Bu sene yazılarımı seyrek yazdım. Zira çok yoruldum. Onca
diziyi seyretmeye bile yetişemiyorum, ekran karşısına oturupta birkaç saat bir
bölüm seyretmek bile beni yoruyor. Üstelik yanılmıyorsam, bizim seyrettiğimiz
bir bölüm yaklaşık bir haftada gece gündüz çalışarak çekiliyor..Set şartları
iyiymiş, hoşmuş, şöyleymiş falan filan bana göre hepsi hikaye…Ben bu gariban
halimle, sade yaşantımla bile, iki gün uyku düzenim bozulunca kendime
gelemiyorum. Sete kuştüyü yatak getirseniz ne olur sanki…Üstelik şöhretin
getirdiği bir takım kısıtlamalar da cabası..
Meryem Uzerli’yi tanımam..Ekranda seyrettiğim kadarıyla
oyunculuğu çok iyi..Ben keyif alarak izliyordum kendisini..Birkaç ödül
töreninde konuşmalarına şahit oldum..Saf ve iyiniyetli bir insana benziyor..Ağzına
geleni söyleyen tiplerden hani..Bendeki izlenimi bu..Eğer her şeyi bir kenara bırakıp
gidiyorsa, vardır elbette bu insanın bir sorunu.. Kim paldır küldür, her şeyi
arkasında bırakıp gider..Her gün saçlarını yaptır, kafanda kilolarca taçlar,
ağır kıyafetler, saatlerce çalış..Kendini unut aynaya bakınca, oynadığın
karakteri gör sadece...Neymiş, kendisinin çalışma şartları iyiymiş aslında…Kime
göre, neye göre iyi..Oyuncu 24 saat çalışır gık demez, bir diğeri 3 saatte
bunalır. Herkesin psikolojik yapısı farklı, dayanıklılığı farklı..Kaprislidir
sette onu bilemem..Kaprisi varsa da
helal olsun…Bu kadar yükü taşımak sadece Meryem Uzerli için değil tüm
diğer oyuncular için çok zor..
Meryem Uzerli nasıl bir psikolojiye düştüyse, ödeyeceği
tazminat, fesh edilecek sözleşmesi, hatta oyunculuk kariyerinin tehlikeye
düşmesi bile umurunda olmamış kadının..Birkaç dakika kendimizi onun yerine
koyarsak durumun ciddiyetini anlarız belki..Hepimizin hayatta böylesine
bunaldığı anlar olmuştur..Yaptığı tavır doğrudur yanlıştır herkese göre
değişir. Ama ben artık bardağın taştığını düşünüyorum.

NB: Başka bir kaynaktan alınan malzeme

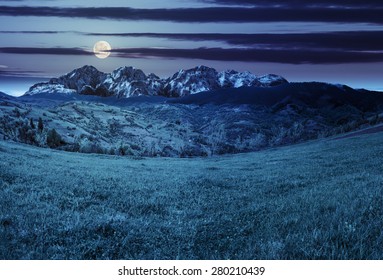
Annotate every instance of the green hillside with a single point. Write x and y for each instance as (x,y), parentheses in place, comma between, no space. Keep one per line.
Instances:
(318,200)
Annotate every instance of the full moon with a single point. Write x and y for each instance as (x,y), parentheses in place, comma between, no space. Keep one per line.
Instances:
(102,49)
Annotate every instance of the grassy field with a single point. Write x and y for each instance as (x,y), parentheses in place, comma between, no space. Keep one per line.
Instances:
(319,200)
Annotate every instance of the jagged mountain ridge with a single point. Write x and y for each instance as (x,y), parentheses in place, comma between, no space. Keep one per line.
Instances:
(127,82)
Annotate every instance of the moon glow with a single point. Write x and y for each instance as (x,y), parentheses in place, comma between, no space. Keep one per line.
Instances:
(102,49)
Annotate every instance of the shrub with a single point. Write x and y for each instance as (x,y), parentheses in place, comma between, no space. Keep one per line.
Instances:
(53,139)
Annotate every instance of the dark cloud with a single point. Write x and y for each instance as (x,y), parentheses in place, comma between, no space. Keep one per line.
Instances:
(31,32)
(54,51)
(290,56)
(212,14)
(357,41)
(298,3)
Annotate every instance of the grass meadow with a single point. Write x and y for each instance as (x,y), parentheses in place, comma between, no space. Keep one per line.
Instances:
(318,200)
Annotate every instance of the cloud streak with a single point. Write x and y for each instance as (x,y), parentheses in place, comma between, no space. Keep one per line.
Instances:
(289,56)
(48,51)
(348,41)
(211,14)
(298,3)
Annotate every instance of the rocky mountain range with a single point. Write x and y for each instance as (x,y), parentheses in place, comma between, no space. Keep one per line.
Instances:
(127,112)
(127,82)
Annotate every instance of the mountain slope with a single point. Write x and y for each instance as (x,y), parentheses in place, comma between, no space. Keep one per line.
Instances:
(203,124)
(127,82)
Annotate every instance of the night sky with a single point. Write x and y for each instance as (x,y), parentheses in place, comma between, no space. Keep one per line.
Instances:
(330,41)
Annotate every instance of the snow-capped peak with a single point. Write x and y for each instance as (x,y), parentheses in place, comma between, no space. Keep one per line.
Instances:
(129,81)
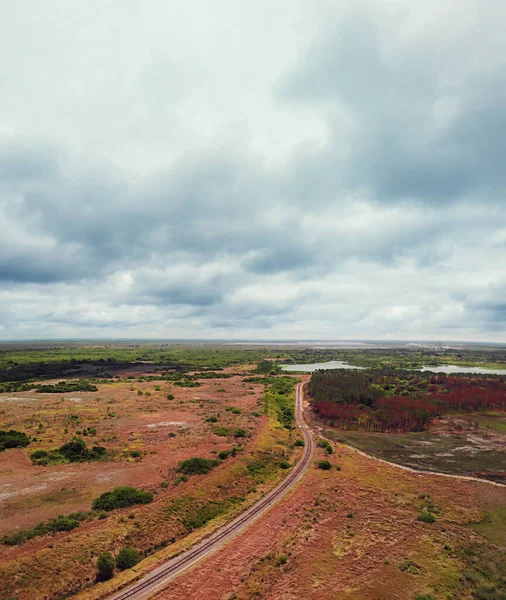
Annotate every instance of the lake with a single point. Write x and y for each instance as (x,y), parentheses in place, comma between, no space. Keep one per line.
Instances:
(455,369)
(331,364)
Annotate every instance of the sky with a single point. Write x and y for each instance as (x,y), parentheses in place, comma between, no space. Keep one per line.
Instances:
(253,170)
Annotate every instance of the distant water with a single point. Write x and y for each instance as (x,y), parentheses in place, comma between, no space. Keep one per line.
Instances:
(331,364)
(455,369)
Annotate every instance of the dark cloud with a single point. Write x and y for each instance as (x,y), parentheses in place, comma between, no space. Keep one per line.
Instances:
(345,181)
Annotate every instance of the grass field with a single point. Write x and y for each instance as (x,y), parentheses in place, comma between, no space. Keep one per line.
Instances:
(465,453)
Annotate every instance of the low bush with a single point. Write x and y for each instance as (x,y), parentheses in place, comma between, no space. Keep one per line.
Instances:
(222,431)
(122,497)
(73,451)
(127,558)
(197,466)
(325,465)
(426,516)
(61,523)
(105,566)
(13,439)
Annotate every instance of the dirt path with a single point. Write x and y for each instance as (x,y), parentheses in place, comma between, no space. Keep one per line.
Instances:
(160,576)
(417,471)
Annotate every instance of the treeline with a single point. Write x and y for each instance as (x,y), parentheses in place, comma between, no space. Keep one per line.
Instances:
(358,400)
(66,386)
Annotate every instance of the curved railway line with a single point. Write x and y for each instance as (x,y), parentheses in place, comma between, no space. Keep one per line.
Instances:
(159,577)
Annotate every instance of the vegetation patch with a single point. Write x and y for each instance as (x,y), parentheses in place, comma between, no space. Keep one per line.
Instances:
(122,497)
(13,439)
(127,558)
(393,401)
(73,451)
(197,466)
(61,523)
(64,386)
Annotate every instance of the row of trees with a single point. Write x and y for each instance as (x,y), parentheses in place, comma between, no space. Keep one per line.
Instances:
(339,399)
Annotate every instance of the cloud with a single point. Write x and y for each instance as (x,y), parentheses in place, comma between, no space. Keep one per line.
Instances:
(290,171)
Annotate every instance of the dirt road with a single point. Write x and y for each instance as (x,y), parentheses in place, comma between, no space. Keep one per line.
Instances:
(159,577)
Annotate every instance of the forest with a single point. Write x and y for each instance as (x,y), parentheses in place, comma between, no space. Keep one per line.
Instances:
(381,401)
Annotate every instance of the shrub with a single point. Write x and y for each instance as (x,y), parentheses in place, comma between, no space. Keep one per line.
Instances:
(105,566)
(13,439)
(222,431)
(121,497)
(427,517)
(324,465)
(281,560)
(73,451)
(127,558)
(197,466)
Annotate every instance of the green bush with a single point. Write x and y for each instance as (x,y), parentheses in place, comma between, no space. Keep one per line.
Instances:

Meryem Uzerli’ye öncelikle acil şifalar dilerim, zira sağlık
sorunu, alaya alınacak, dalga geçilecek yada inanılmayacak bir durum değildir.
Elbet vardır bir sorunu…Acil olarak iyileşip o şahane kahkaları atan kadın
olmasını yürekten diliyorum..
Ve son olarak…Meryem Uzerli’nin, bu ülkede sadece konuşan
ama tepki veremeyen bizlerin, oyuncuların, yetkililerin, oyuncular sendikacılarının,
hülasa ilgilenen kim varsa, hepimize örnek olarak, hiç kimsenin yapamadığı cesareti
gösterip, çekip gitmesini de destekliyorum..
Meryem Uzerli belki bu davranışı yüzünden çok zarara
uğrayacak maddi olarak.
Ve fakat asıl önemli olan, geride kalanların da artık
ellerini masaya vurmaları, Meryem’i örnek alarak, oyunculuğun nasıl da değerli
bir iş olduğunu, kendilerini sömürmek isteyen bir takım büyük adamlara anlatmaları
gerektiğidir..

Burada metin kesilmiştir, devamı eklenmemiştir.